リサイクル可能な地球に優しい装飾幕「ecocracy」は東京2020大会で競技会場やイベント会場、またその周辺を華やかに盛り上げる予定だったが、ほとんどの会場で無観客開催になったため、一部の会場で試験的に使用された。

装飾幕は通常塩化ビニルとポリエステルの複合素材で出来ていて、イベントが終わると廃棄されてしまうものだが、「ecocracy」はリサイクルすることができ、使用後は再資源化され公園のベンチや植木鉢などとして生まれ変わるという。

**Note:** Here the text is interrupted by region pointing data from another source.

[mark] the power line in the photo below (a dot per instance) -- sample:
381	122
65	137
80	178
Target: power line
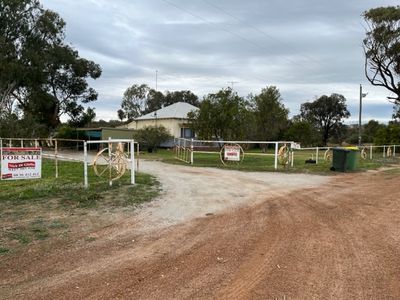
230	32
259	30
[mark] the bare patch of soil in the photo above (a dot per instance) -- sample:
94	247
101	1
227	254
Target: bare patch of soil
255	236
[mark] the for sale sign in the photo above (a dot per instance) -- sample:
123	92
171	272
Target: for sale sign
21	163
232	153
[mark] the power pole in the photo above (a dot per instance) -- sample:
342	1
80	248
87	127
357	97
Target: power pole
156	78
359	115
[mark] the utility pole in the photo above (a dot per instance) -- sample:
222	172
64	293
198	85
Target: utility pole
156	78
232	83
359	115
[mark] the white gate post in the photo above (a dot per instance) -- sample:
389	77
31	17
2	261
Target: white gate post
191	152
86	184
132	162
292	162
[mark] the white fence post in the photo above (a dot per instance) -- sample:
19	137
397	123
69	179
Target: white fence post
191	152
86	183
132	162
292	162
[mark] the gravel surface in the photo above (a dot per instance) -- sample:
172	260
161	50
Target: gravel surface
217	234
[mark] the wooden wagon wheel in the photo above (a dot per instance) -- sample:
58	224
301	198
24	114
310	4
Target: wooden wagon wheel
111	164
283	155
389	152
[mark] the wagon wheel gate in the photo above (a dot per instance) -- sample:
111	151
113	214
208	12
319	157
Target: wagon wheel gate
110	163
231	154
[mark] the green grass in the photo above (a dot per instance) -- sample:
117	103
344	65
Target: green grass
34	210
68	188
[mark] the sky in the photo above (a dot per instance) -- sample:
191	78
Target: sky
306	48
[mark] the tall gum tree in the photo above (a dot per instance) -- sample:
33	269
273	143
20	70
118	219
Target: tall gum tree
37	69
382	49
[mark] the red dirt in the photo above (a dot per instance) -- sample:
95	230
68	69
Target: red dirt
338	241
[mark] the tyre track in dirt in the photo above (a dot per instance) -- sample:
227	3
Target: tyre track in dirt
339	240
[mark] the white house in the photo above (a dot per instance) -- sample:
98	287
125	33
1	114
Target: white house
173	117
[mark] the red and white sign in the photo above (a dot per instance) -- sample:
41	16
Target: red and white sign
21	163
232	153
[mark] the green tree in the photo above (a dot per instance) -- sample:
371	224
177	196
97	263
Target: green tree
382	48
151	137
326	113
37	69
271	116
155	100
134	101
222	116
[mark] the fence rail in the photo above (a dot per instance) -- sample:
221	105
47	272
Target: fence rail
189	150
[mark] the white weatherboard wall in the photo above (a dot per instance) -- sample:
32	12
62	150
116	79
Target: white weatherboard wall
173	125
172	117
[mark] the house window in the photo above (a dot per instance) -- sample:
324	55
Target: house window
187	133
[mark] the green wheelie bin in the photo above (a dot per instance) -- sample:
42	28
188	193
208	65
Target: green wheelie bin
345	159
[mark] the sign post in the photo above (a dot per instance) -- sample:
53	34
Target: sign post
21	163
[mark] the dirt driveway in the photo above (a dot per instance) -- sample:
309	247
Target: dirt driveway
231	235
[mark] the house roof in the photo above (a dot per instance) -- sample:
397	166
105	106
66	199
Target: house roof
177	110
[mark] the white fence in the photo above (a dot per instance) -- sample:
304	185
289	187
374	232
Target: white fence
186	149
71	149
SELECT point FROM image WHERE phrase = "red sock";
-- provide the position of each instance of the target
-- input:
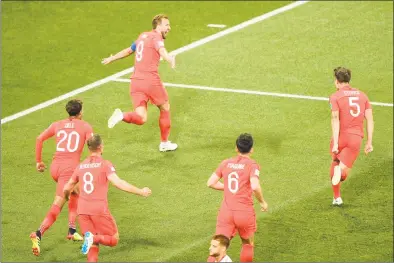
(211, 259)
(247, 252)
(72, 210)
(132, 117)
(50, 218)
(93, 254)
(344, 175)
(165, 125)
(105, 240)
(335, 188)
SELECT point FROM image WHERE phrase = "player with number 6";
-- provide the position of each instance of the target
(145, 81)
(349, 108)
(240, 176)
(71, 135)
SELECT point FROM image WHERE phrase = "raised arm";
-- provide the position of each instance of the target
(45, 135)
(121, 54)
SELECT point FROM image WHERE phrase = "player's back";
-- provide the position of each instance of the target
(351, 104)
(236, 173)
(93, 185)
(71, 135)
(147, 55)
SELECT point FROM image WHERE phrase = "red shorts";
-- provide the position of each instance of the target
(98, 224)
(348, 148)
(61, 173)
(228, 222)
(142, 91)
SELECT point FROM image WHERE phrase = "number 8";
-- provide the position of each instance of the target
(87, 183)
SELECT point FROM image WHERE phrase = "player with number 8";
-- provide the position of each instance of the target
(240, 176)
(349, 108)
(71, 135)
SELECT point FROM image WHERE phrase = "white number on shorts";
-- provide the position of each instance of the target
(352, 103)
(72, 138)
(140, 48)
(232, 182)
(88, 186)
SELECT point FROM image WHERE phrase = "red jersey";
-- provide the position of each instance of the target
(236, 173)
(351, 104)
(71, 135)
(93, 174)
(147, 56)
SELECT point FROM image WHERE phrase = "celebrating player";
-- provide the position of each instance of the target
(71, 135)
(218, 249)
(145, 81)
(349, 107)
(94, 217)
(240, 179)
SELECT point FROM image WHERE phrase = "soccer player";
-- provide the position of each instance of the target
(145, 81)
(71, 135)
(94, 217)
(240, 180)
(349, 107)
(218, 249)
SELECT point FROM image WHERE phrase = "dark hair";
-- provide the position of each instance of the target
(94, 142)
(157, 20)
(74, 107)
(244, 143)
(223, 240)
(342, 74)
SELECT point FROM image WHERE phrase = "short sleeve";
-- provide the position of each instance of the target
(109, 169)
(219, 170)
(255, 170)
(334, 103)
(158, 43)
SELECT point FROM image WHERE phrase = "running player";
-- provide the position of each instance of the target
(95, 219)
(146, 84)
(240, 181)
(71, 135)
(349, 108)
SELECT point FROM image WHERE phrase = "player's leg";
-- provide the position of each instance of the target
(159, 97)
(139, 100)
(246, 224)
(52, 214)
(224, 226)
(72, 215)
(106, 231)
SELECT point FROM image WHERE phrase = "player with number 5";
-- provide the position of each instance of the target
(145, 81)
(71, 135)
(349, 108)
(240, 176)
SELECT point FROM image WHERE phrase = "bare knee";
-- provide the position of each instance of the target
(142, 112)
(165, 106)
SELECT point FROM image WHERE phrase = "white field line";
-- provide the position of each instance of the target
(216, 25)
(175, 52)
(253, 92)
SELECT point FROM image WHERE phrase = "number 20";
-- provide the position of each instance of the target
(352, 103)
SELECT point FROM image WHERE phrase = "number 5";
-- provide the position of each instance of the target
(352, 103)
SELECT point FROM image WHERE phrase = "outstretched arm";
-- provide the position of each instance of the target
(121, 54)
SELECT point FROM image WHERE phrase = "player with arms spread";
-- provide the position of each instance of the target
(145, 81)
(240, 180)
(71, 135)
(349, 108)
(95, 219)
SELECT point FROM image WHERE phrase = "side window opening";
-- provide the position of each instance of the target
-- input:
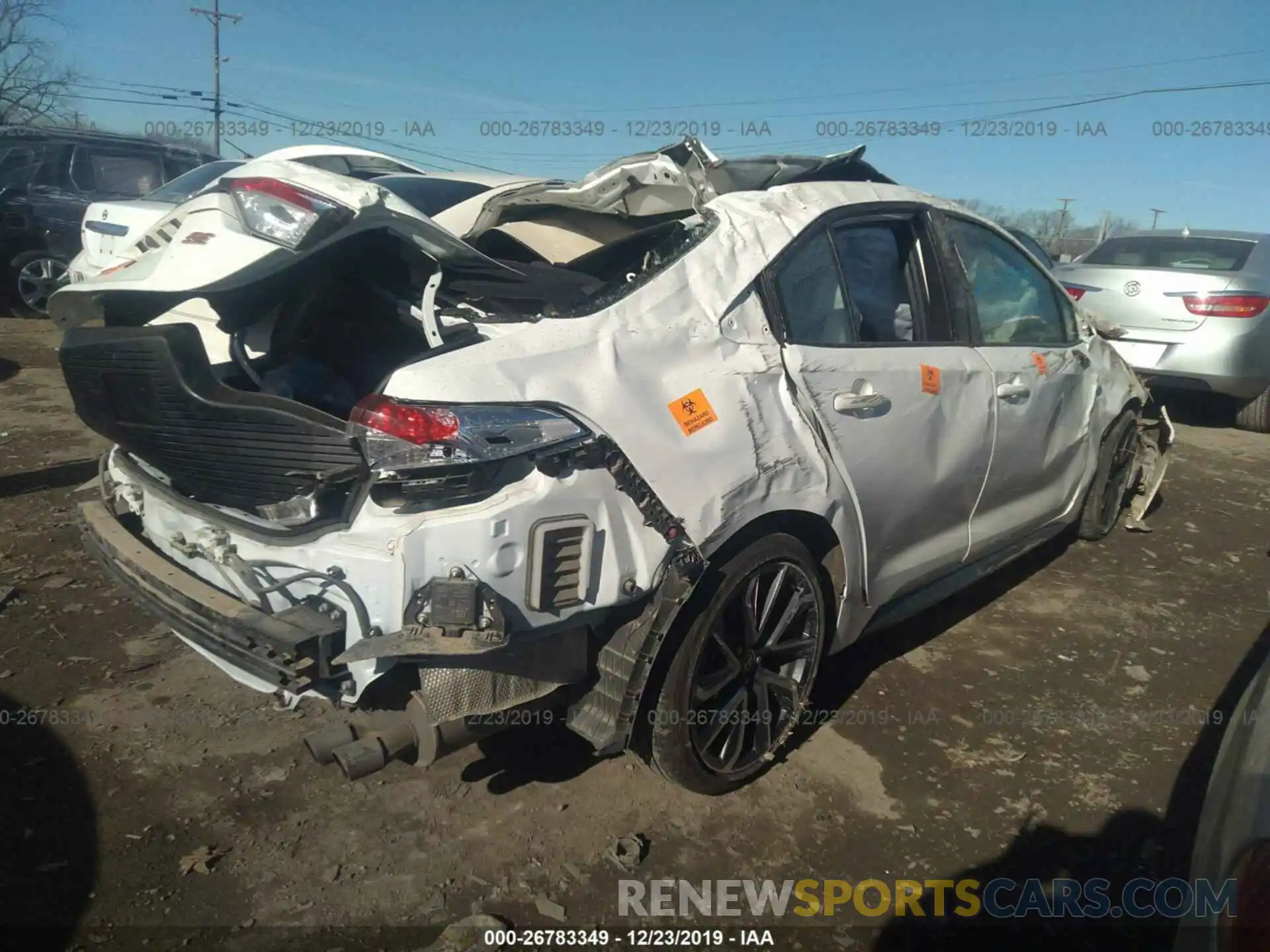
(876, 263)
(1015, 302)
(17, 167)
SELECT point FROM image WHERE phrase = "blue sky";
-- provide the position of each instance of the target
(796, 78)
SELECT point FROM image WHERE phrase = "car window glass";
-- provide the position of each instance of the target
(181, 165)
(17, 167)
(1014, 300)
(51, 167)
(810, 294)
(194, 180)
(116, 173)
(874, 259)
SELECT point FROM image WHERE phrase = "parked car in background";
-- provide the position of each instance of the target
(48, 179)
(1193, 306)
(455, 200)
(1033, 245)
(647, 446)
(107, 225)
(112, 227)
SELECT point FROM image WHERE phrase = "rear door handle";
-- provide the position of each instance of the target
(861, 397)
(1014, 390)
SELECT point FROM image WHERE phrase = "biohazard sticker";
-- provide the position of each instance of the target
(930, 379)
(693, 412)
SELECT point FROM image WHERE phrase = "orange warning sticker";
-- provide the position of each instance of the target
(930, 379)
(693, 412)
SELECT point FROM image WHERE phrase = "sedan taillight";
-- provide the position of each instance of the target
(1226, 305)
(281, 212)
(397, 434)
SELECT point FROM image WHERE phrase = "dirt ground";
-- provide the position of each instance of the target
(1053, 719)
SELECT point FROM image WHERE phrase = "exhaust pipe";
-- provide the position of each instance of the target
(361, 752)
(372, 753)
(321, 743)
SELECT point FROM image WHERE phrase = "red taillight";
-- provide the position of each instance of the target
(276, 190)
(414, 424)
(1226, 305)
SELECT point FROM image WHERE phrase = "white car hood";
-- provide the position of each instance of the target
(183, 267)
(679, 178)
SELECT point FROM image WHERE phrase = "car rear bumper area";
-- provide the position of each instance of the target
(291, 649)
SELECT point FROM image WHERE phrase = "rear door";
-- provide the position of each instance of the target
(906, 411)
(1043, 393)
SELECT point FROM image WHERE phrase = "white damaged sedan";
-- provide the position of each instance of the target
(640, 450)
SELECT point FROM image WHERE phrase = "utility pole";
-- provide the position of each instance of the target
(215, 18)
(1062, 220)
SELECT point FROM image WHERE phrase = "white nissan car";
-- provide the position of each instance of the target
(644, 446)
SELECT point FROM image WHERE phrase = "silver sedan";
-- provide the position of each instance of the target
(1193, 306)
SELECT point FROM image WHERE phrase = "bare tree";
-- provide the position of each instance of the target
(33, 84)
(1118, 225)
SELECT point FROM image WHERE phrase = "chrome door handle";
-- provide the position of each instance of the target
(850, 403)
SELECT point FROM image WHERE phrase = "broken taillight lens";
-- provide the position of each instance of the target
(1226, 305)
(284, 214)
(397, 434)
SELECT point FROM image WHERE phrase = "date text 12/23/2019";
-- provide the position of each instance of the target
(632, 938)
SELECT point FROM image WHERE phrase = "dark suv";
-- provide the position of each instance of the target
(48, 178)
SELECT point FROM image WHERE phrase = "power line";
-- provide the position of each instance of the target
(941, 85)
(215, 18)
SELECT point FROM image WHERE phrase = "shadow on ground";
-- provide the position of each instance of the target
(1195, 409)
(530, 754)
(842, 674)
(1132, 843)
(58, 476)
(48, 829)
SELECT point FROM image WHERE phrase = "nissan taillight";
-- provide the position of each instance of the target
(285, 214)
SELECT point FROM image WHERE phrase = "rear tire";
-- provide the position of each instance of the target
(34, 277)
(1255, 414)
(741, 677)
(1105, 499)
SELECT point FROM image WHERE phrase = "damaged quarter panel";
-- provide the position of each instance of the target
(680, 376)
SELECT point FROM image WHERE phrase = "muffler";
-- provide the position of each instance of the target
(372, 753)
(362, 750)
(321, 743)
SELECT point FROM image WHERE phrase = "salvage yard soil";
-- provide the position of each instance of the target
(1056, 720)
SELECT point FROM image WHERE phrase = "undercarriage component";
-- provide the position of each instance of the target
(448, 616)
(1155, 447)
(606, 714)
(321, 744)
(291, 649)
(412, 734)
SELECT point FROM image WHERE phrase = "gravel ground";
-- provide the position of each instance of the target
(1054, 719)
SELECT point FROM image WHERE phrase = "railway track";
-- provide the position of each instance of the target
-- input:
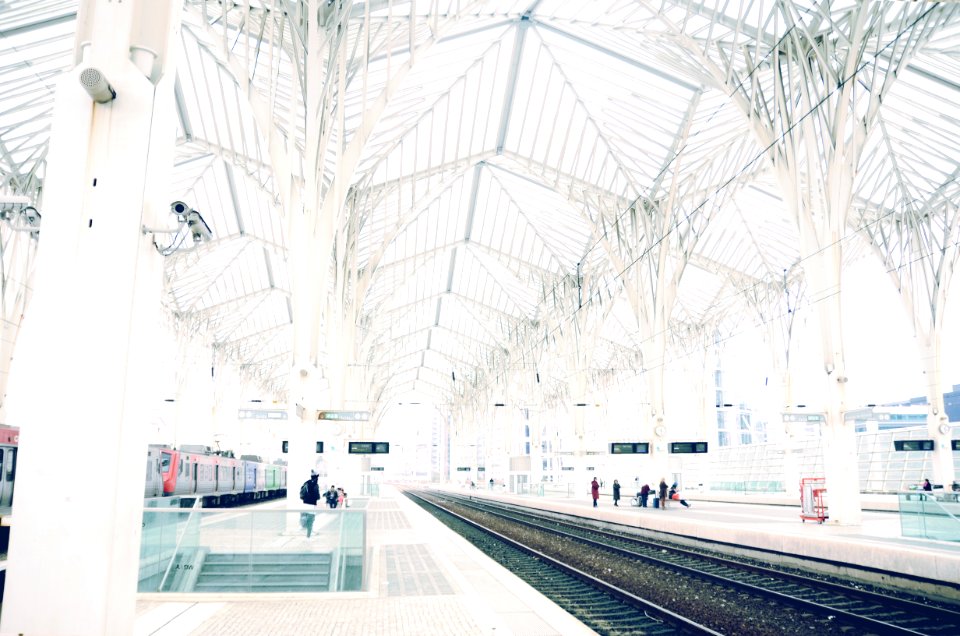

「東京2020オリンピックのトップパートナーであるダウ・ケミカル社と共同で開発しました。以前から取り引きはありましたが、大会に向け共同でマーケティング活動をする中で、持続可能性に配慮した大会を目指し、リサイクル可能な装飾幕をつくろうと決めました」(大川氏)

凸版印刷が考える東京2020大会のレガシーとは?


凸版印刷には約2万社の取引先がある。多種多様な業種に臨機応変に対応することで蓄積されたノウハウや時代を読む力が、まさに東京2020大会のテーマでもあり、時代を反映した「多様性や調和」「持続可能性」を可能にするサービスを誕生させた。

「東京2020は、ゴールではなくひとつのスタートになった」と大川氏は言う。レガシーとなるかどうかは、この先の自分たちの行動次第だと。

澤田氏もまた、「ダイバーシティの取り組みは終わりのない旅ですね」と語った。